'From Swastika To Jim Crow'
Improving Black-Jewish Relations
Themes Covered by the film From Swastika to Jim Crow
The primary theme in From Swastika to Jim Crow is the development and impact of the relationship between the German-Jewish refugee scholars and their Black students and colleagues.
These two diverse peoples, both victims of mutual racial terror and oppression, managed to survive and attain a certain amount of success despite their circumstances. During the course of the film, three basic themes emerge:
A Discrimination and Racism in Nazi Germany and the United States
B The Relationship Between Blacks and Jews
C Fighting Racism
Discrimination And Rascism In Nazi Germany And The United States
The German-Jewish refugees who came to the American South in the 1930s and l940s were in many ways condemned to a "double exile" experience. Many arrived in New York, having left everything they had known, under the most difficult experience of persecution to find anti-Semitism and an anti-foreigner sentiment quite prevalent in American society. They then left the Northeast, where refugee resources existed, to look for job security at Black colleges in the South. Upon arrival, they soon realized that their life would now be a balancing act where they would have to live in a White community that did not welcome them, while working in the Black community. For many of these refugee scholars, it was their intellectual skill and personal integrity that enabled them to survive in this difficult situation. The irony of their own situation in Nazi Germany, and what they encountered in the American South of the 1 930s and '40s, was not lost on these scholars.

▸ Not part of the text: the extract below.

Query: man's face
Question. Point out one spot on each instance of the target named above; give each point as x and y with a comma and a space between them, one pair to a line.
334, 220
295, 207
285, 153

The students and faculty who attended and worked at the Black colleges and universities experienced a unique sense of freedom. Black colleges were exempt from Jim Crow laws. Because there were none of the restrictions that were common in the general community, the staff was often integrated and an atmosphere of mutual respect between the students and the faculty was fostered. The colleges provided opportunities for Black youth to receive higher education in a segregated society at a time when rural, Southern Blacks were denied equal K-12 educational opportunities. While these campuses often provided a "safe haven" where civilized discourse was encouraged and nurtured, off-campus students were still required to abide by the segregation laws of the United States.
Relationship Between Blacks and Jews
As depicted in the film, many close relationships developed between the refugee scholars and their students. Several anecdotes reveal how the scholars saw the obvious potential of many of their students and encouraged them to strive towards higher learning and to seek further opportunities. A unique relationship developed between these two groups. For both, it was the understanding that they had a shared history of persecution, which they believed resulted in a shared value system. In some cases, the scholars welcomed the chance to teach Black students, since they wanted, as Viktor Lowenfeld stated, "to cast their lots with those people who were fighting racism." John Herz recounts in the film, "that he assumed that his Black students would have more interest and a better understanding in Fascism, Nazism and Racism." Given the experiences of the Black students, he thought that it would be relatively easy to teach them these philosophies.
There was also the belief among some students that since the scholars had experienced such cruelty in Europe, they would be more empathetic to their plight and vice versa. Black students were often more trusting of their Jewish professors, as they were not seen as completely White. It was often the case that the students and the White community saw these refugees as "some kind of colored folk."
Finally, many of the professors saw that working at the Black colleges provided them with a unique opportunity to lend their voice to a growing chorus demanding civil rights in the United States. In some cases, because of their unusual role on campus, the scholars were able to bring the campus community and the general community (which was often White) together to share ideas and to challenge the system. In one case - the denial of Fritz Pappenheim's tenure at Talladega College - the students were inspired to protest by his actions and moral convictions.
In the late 1960's, the Black Power Movement grew out of the Civil Rights Movement. The Black Power Movement espoused self-defense tactics, self-determination, political and economic power, and racial pride. It was a controversial split from Dr. Martin Luther King's ideology of nonviolence and racial integration. It was seen by moderate Blacks as detrimental to the civil rights cause and was viewed with apprehension by many Whites. While the Black Power Movement proved to be a difficult time for these refugee scholars, many remained committed to promoting integration and fighting racism and thus stayed at their institutions.